Positive actions needed in times of volatility
Sticking to plan helps avoid foolish decisions in retirement planning
Ben KlündtFebruary 10th, 2022
It is not the good times that define a person, but the tough times and how one chooses to react.
The same can be said for the market and how we respond in the bad times. As I write this, we’ve seen the Nasdaq retreat about 14% year-to-date hitting correction territory, the S&P pullback is right around 9%, and the Dow Jones is down roughly 6%.
When I say, “the bad times,” I don’t mean doom. Rather, one is starting to feel pressure or that slight anxiety that awakens the little voice in one’s head that drives the protection mindset and tries to guide us toward foolish decisions.
To combat the little voice, I want to share with you three positive actions to implement before or in a time of struggle to respond with strength.
First: Stick to the plan.
If you don’t have a plan, get one.
The adage, “Those who fail to plan, plan to fail,” is accurate. Without a plan, when the times of trouble come, we don’t know what our key values and goals are and how we plan to achieve them, meaning we are more likely to make an emotional decision based on what seems right for the moment, rather than what we ultimately want out of life.
Financial plans should be grounded in realistic market movements as defined by both realized and theoretical possibilities based on historical patterns. We know a client portfolio and financial plan can withstand an array of possible pullbacks—such as these—because the plan has already been stress tested for it. This doesn’t mean we won’t temporarily be set back in our advancement toward our life goals, or we won’t see our portfolio returns drop temporarily. It simply means we can rest assured that when such setbacks come, they won’t be fatal to our plan.
Some good practices during tough markets include revisiting your plan and reflecting on the advancement you’ve already made and reverting to the fundamentals of the plan and time periods prior when you felt like something “wasn’t working,” but ultimately overcame.
That may lead to having more confidence in the plan.
Second: Take advantage of discounts.
I have not met a person in my life who would rather pay full retail than purchase something at a discount. In these times, you need to reshape your thinking and lean into the down markets. Investing using dollar-cost averaging is a common theme with many investors we work with. The benefit of dollar-cost averaging is when you’re able to add money to your account regularly and the market happens to be experiencing volatility, you can take advantage of those swings by buying in some of the troughs.
You won’t hit them all perfect, but you’ll be able to lower the average cost of your positions by creating multiple purchases of the same holding over a longer period. This is what you can achieve when you send in money every month.
For those taking money out, having a monthly deposit to your checking account from your investment account essentially does the same thing, just in reverse.

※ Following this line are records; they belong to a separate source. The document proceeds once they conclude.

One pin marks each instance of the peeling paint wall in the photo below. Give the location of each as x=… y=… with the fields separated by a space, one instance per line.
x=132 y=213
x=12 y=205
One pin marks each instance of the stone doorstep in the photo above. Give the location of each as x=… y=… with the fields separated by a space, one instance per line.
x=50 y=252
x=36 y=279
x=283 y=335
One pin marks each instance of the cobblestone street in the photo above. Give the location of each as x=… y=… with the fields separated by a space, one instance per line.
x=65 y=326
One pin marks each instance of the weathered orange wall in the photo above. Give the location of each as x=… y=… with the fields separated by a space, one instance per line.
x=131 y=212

In that, by not making a call once a year on when to pull money out, you “dollar cost average” out and reduce your risk of needing excess funds during a weak market.

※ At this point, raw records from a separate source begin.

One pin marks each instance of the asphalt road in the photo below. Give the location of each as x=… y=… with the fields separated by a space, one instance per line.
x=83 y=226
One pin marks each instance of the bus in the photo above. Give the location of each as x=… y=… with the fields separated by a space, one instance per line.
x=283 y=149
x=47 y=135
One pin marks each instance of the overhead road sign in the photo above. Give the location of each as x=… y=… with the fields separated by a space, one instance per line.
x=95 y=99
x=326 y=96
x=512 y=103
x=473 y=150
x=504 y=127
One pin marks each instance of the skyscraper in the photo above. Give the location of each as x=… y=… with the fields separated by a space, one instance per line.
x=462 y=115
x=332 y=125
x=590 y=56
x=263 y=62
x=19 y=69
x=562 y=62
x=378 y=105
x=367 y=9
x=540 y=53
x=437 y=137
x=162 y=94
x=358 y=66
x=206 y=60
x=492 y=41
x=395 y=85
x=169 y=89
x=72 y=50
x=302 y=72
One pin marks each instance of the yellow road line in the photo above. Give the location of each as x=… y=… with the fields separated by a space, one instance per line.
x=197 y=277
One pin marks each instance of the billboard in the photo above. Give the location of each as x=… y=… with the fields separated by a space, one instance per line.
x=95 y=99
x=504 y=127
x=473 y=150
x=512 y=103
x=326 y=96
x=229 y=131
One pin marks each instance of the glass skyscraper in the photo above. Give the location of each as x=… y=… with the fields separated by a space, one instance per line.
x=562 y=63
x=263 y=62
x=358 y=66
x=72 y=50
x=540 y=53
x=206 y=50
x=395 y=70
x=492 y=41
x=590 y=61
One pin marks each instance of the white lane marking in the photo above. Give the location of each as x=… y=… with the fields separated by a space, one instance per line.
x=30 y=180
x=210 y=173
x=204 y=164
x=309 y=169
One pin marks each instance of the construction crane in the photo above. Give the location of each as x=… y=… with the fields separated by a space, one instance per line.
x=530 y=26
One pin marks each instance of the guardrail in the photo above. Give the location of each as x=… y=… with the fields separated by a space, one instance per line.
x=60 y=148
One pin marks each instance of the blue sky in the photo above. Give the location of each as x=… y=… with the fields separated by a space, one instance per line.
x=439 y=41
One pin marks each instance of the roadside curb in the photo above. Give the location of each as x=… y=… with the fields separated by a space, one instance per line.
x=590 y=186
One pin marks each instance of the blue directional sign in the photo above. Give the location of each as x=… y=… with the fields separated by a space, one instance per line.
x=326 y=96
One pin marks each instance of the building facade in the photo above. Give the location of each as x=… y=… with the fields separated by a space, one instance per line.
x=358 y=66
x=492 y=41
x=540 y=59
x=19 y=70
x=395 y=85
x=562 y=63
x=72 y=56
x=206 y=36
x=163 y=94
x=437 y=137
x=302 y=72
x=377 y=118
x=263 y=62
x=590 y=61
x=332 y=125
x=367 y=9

If you have excess cash on the sidelines and have been waiting for a time to put it to work, these can be great opportunities. We still have a strong market with record low unemployment, good corporate profits, and a Fed that ultimately will not want to put that progress at risk.
Third: Focus on good things.
When it comes to market threats, you, statistically, are your own biggest threat to the success of your portfolio. One emotionally charged trade can do irreparable harm to a portfolio, or at the least, set you back years.
Mindset is critical when you’re in a time of struggle. Personally, I find it best to say the things I’m thankful for.
It may be corny to some, but when I am focused on the things in my life I am happy and thankful for, the hard stuff becomes trivial. I can see with clear eyes and realize, “this too shall pass.”
A temporary drop in my portfolio doesn’t mean my wife won’t love me anymore or that we lose the house. The things that are truly important in life are still there and your plan is still working. Step back, refocus on the positive, then tackle the negative if it needs tackling—preferably with a good partner.
To be clear, when I say, “You should do …” it’s because it is exactly what I say to myself with regularity. When we say you need a good partner, that reinforces good decisions.